Kutanggapi dengan gelengan lagi.
“Lantas kenapa??” Ayu masih memancing. Aku risih. Terganggu. Dan semakin tak mengerti dengan diriku sendiri yang merasa tidak baik. Sangat tidak baik. “Kenapa kau tak menjawabku sama sekali?” Kalimat itu dibuntuti oleh langkah Ayu yang mendekat padaku. Aku merasakannya sangat jelas meskipun sejak tadi aku tak jua memutar wajah ke arahnya. Namun aku maju setapak persis setelah itu. Ayu menyadarinya heran. Dan hal itu sudah kuduga. Hujan melemah. Kuputuskan membalikkan badan menghadapnya.
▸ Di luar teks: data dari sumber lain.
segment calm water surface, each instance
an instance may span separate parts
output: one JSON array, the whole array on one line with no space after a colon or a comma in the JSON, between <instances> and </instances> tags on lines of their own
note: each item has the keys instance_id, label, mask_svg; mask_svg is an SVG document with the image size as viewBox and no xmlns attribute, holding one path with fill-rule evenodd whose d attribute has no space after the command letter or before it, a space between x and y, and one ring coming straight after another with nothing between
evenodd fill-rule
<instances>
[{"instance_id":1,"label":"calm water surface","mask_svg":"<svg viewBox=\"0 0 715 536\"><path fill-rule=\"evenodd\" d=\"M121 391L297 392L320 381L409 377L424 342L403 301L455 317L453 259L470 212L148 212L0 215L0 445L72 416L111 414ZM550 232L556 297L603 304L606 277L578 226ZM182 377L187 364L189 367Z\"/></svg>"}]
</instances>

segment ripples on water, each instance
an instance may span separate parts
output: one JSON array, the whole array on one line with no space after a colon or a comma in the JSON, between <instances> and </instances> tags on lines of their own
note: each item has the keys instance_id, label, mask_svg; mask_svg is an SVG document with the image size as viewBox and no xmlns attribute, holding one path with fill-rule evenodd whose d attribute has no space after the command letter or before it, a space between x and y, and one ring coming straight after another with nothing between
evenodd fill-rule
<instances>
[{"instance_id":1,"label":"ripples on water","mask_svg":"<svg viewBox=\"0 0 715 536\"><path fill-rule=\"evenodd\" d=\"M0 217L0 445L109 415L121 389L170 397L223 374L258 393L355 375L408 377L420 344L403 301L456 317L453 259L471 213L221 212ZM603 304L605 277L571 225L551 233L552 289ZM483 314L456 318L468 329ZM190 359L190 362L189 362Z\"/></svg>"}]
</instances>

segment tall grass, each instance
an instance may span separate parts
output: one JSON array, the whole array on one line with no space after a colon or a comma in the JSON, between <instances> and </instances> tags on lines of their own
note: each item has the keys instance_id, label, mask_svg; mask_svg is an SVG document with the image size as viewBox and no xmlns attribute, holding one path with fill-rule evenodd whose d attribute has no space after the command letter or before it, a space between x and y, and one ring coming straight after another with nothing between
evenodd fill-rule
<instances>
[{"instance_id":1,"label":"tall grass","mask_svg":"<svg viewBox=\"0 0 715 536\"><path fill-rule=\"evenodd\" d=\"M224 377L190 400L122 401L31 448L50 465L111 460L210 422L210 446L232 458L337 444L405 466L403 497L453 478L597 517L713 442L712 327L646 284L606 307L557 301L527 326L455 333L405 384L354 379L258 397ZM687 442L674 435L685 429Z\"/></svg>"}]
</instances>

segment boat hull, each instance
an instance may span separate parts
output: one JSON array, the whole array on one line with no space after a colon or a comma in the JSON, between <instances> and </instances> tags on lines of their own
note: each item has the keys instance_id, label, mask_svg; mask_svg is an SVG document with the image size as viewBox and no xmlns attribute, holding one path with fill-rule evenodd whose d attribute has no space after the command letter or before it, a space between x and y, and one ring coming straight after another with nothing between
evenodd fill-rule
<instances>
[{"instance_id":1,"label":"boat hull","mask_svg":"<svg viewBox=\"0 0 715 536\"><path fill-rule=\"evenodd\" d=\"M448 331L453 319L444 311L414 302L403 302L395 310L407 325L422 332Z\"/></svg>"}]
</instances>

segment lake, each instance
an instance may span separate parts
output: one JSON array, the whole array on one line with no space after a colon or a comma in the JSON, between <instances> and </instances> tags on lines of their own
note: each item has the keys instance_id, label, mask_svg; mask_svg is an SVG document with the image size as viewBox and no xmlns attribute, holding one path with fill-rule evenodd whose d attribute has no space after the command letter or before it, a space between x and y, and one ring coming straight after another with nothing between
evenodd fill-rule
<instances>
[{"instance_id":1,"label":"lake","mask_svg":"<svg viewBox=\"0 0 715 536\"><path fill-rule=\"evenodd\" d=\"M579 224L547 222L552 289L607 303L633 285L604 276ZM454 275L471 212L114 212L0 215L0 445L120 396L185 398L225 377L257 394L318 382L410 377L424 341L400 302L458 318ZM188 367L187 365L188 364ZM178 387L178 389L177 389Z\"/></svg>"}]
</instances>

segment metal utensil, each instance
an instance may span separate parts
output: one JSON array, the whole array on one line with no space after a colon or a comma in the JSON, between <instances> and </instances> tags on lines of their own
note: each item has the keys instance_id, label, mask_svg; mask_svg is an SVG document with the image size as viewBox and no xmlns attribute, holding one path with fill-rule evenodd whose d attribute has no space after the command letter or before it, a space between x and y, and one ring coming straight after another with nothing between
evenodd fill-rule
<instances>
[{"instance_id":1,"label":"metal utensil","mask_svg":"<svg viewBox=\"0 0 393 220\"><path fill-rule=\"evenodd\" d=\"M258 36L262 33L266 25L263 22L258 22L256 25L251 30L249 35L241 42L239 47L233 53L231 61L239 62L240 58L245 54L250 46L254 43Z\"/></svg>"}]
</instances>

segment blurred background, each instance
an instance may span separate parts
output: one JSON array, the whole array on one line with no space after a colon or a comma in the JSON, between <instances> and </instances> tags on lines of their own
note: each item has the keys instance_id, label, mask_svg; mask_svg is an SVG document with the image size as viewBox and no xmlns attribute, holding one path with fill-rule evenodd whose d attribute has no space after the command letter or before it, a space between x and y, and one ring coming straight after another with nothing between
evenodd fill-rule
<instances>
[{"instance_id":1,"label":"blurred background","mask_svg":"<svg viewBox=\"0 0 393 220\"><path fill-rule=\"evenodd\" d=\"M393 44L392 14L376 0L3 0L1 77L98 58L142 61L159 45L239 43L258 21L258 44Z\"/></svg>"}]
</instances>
“Kapan??” kulontar sepenggal tanya, menyorot sepasang mata yang menarik perhatianku.
“Apa maksudmu?” Ayu tak mengerti. Wajah beningnya menguasaiku.
“Kapa...”
“Berbalik!!” Tiba-tiba Ayu memerintahku sebelum aku memberhentikan ucapanku. “Cepat!!!” teriaknya, serta merta merangsang kegugupanku. “Cepaaat!!” Aku gelagapan, buru-buru memutar tubuh ini seratus delapan puluh derajat. Di luar, hujan lenyap mengundang gerimisnya.
Jemari hangat yang rapat menyatu menyentuh kulit kelopak mataku yang refleks mengatup. Menekan ringan. Tenang kucoba singkirkan. Ia menurut. 
“Kau,” desisku. Wajah kalemnya melukis sempurna sudut bibir yang tertarik sedikit demi sedikit meninggalkan senyum manis. Degup jantungku berkejaran. Terkejut sekaligus terpana.
“Aku benci belakangan ini hujan turun tiap kali aku ke sini,” adunya padaku. Aku masih tenggelam meski senyum sekilasnya pudar. Penglihatannya mulai menyebar. Lalu berlabuh pada benda berkayu milikku yang telungkup di atas meja mungil sebelah tempat tidur. Tatapanku beralih searah dengannya. Menuju benda itu. Tangan perempuan itu meraihnya kemudian membetulkan posisinya seperti semula. Ia amati sebentar. “Kenapa...”
Aku menyabet cepat-cepat benda itu dan betapa aku baru sadar Ayu menghilang. “Aku mohon jangan bertanya padaku dengan kata kenapa.” Aku menggenggam erat benda di tanganku. Hanya sisa-sisa dingin yang menyerbuku. Perasaanku berangsur-angsur kehilangan kekhawatirannya. Menjemput tenang. Mendekap nyaman. Memanggil damai. Kuraba dari dalam layar jendela apartemen yang tersemprot bekas hujan malam. Aku menggapainya. Lalu sekedar mematuhi hati untuk membukanya. “Mungkinkah aku mabuk?” kuucap kalimat pertamaku selagi menyaksikan langit hitam.
“Apa maksudmu?” Ia menghampiriku.
“Aku rasa tiap kali hujan jatuh, aku pun jatuh bersamanya. Atau bahkan aku jatuh karena hujan yang membuatku jatuh? Bagaimana menurutmu?” tanyaku padanya.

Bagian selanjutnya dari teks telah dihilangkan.